Williams was fine last year. Factoring in Justin Herbert’s early breakout, though, the season seemed disappointing.

The Clemson product totaled 48-756-5 in 15 games. He remained a downfield asset with 15.8 yards per catch but disappeared too often with 6 games under 6 PPR points.

One huge reason why: bad luck in the TD department. His 16 end zone targets ranked top-10 league-wide. Yet he converted on only 3 of those opportunities.

Williams saw 7 end zone targets in 2019, but that team attempted 30 fewer passes — and was quarterbacked by 38-year-old Philip Rivers. A healthy Williams should be busy in the red zone (and all over the field) under 1st-year OC Joe Lombardi.

Herbert’s already talked about getting Williams the ball more, including in the “short game.” If so, that’ll cut down on some of the WR’s volatility.

Overall, 2021 sets up as Williams’ finest situation to date. Barring injury, he’s a great bet for WR3+ value.


T.J. Hockenson, TE, Lions

ADP: TE6

DS Rank: TE4

The Lions lost over 300 targets in offseason departures. Hockenson already saw 100 targets last year, and there’s no doubt his role is locked in entering year 3.

Check the supporting cast. Tyrell Williams missed all of 2020 with a shoulder injury. Breshad Perriman can pass as a situational deep threat but brings injury issues of his own. The 28-year-old hasn’t played a full season since 2016.
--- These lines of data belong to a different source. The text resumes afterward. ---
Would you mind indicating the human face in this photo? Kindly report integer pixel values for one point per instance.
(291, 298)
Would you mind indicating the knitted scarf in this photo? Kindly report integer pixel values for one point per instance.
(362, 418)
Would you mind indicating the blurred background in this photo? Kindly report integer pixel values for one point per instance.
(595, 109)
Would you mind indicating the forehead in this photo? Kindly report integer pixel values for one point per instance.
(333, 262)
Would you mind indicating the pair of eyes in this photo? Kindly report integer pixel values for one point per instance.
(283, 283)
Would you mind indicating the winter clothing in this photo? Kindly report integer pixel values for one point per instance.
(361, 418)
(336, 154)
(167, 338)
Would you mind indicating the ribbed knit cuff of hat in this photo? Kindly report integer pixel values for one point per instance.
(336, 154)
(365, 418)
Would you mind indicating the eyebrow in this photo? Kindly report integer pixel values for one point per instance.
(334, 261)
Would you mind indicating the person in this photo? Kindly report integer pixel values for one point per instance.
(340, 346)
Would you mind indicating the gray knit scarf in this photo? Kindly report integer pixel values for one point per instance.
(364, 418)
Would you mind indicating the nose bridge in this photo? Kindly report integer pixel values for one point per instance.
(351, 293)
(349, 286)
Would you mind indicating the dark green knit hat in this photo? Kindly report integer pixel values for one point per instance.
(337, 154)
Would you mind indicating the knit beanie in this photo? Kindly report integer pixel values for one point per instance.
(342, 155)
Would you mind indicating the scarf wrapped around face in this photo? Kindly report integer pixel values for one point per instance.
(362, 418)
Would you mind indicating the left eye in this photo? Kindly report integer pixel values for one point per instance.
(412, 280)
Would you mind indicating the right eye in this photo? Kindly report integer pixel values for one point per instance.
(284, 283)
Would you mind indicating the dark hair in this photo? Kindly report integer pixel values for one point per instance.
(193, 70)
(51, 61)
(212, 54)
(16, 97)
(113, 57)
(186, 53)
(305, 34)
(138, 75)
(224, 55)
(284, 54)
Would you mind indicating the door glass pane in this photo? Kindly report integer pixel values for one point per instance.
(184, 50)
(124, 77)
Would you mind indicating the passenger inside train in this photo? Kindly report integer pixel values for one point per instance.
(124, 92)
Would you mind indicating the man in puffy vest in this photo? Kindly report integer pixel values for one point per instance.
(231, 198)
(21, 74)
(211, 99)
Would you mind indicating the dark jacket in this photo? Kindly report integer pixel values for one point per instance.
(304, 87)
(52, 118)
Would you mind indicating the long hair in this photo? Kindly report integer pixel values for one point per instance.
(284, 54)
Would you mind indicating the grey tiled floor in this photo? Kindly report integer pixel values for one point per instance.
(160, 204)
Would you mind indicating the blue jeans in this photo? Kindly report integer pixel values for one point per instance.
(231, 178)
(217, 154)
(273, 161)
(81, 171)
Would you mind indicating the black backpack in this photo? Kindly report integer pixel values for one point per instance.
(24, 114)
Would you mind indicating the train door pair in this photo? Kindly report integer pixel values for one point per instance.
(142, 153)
Amon-Ra St. Brown looks promising; just remember he’s a 4th-round rookie. Only eight 4th-round rookie WRs in league history have cleared 600 yards.

Plus, Hockenson’s adapted well to new QB Jared Goff. While HC Sean McVay’s scheme propped up Goff, the Cal product still delivered strong marks as a short-to-intermediate passer. PFF graded his 2020 throws top-12 in both areas.

Mix in Hockenson’s pedigree as a high 1st-rounder, and it’s easy to see the 24-year-old taking another step forward in 2021.


Tyler Higbee, TE, Rams

ADP: TE12

DS Rank: TE9

After an elite end to 2019, Higbee fell flat last season. He finished TE18 while splitting targets with Gerald Everett (60 vs. 61). Encouragingly, Higbee ranked 8th among 34 TEs in yards per route run (per PFF).

He just ran 322 routes — 21st at the position.

Everett’s now in Seattle, so there’s hope that Higbee handles a larger role.

Rookie TE Jacob Harris has garnered buzz throughout training camp. He’s a guy to watch for sure — but more long term. A Round 4 rookie, Harris comes from UCF as a converted WR. And at 24, he exits school with only 49 career catches.

WRs Robert Woods and Cooper Kupp are the clear top-2 options in this passing game. But the depth chart doesn’t look too crowded beyond those guys.

DeSean Jackson’s injury history is well known. He won’t play close to a full-time role.

Tutu Atwell doesn’t have the size (5’8, 155) to hold up in a full-time role.

Van Jefferson, meanwhile, is coming off a rookie year with 19 catches in 16 games.

And did I mention the QB upgrade from Jared Goff to Matt Stafford? Stafford's ability to push the ball downfield should have the Rams back near the top of the league in scoring. Recall that McVay’s offenses ranked 1st, 2nd and 11th in scoring before dropping to 22nd in 2020.

It all adds up to a “buy” signal on Higbee.